NM: ABC election analyst Antony Green has been quite vocal in his disdain regarding preference deals among the microparties. When the candidates for the WA half-Senate election were announced, he was quoted as saying: “This will have to be the last time this election system is used, because it has become an international joke.”

Do you think Australia’s use of the Single Transferable Vote (STV) has become an international joke? And if so, should we be reforming the current version of the STV or moving to a different type of proportional representation?

WB: Actually, my preferred system – and I think what we’re going to eventually see – would be what they have in New South Wales. It is a STV system, but it’s one in which voters consciously need to direct their preferences. The great scandal, I think, is not STV itself. I think that voters should have as much power to use or not use their vote as they want.

By not using it, I think they need to be given the option for their vote to exhaust. And that’s particularly pertinent in relation to this system we have, where essentially people’s votes get corralled by the group ticket voting system and sent off in directions they would never imagine. That’s where the disgrace lies and New South Wales has done the logical thing about it.

In New South Wales, you do not just number one vote above the line and have your entire vote from beginning to end follow the pattern laid out by the party itself. You have to vote your own way above the line, you can number as many or as few boxes above the line as you like.

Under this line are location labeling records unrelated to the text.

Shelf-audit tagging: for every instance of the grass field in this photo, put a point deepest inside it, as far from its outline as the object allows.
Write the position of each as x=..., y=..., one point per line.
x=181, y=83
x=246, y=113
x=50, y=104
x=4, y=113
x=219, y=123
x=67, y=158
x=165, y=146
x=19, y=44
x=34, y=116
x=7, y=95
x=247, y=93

In practice, people vote in the Senate by just numbering one box above the line. What that means overwhelmingly is that people’s preferences don’t get distributed outside of the party that they’ve voted for. If you want to do that you can, but you have to actually go to the effort to say, consciously, I want my second preference to go to this party or that party.

That, I think, is the obvious solution. It hasn’t caused any problems in New South Wales. What it means in practice, though, is that very few preferences do get distributed and the final seats go to the parties who come nearest to a quota. You don’t have the system whereby everyone has to get to a quota to get elected because every vote is being counted to its full value because every preference is being counted to the umpteenth degree.

Federal Labor leader Bill Shorten and his WA counterpart, Mark McGowan, on the hustings. AAP/Tim Clarke

NM: The Senate was designed as a state’s house, that is to ensure that the views of the people in each state of the federation were given equal weight. Should people living outside of Western Australia, such as the candidates in the Help End Marijuana Prohibition Party or Philip Nitschke from the Voluntary Euthanasia Party be able to run for seats in WA?

WB: I think it’s fairly obvious that if you want to run for the Senate in a particular state you should be enrolled to vote there and that, in turn, requires that you be a resident there.

So, yes, I think we’ve exposed a big loophole here and one which perhaps has not come up as an issue before because not since 1906 have we had an election – a Senate election – held in one state only on a single day. At every other Senate election, you’ve got the entire range of states and territories to choose to run in. But now we’ve discovered that this sort of thing can happen.

As you say, it’s the states’ house and it is indeed making a joke of that. People from all around Australia are flocking to run in this election just to take advantage of the demonstrated fact that Senate elections are a bit of a lottery. You can win without any popular mandate to speak of so, yes, that’s one of many areas that I think reform needs to be considered.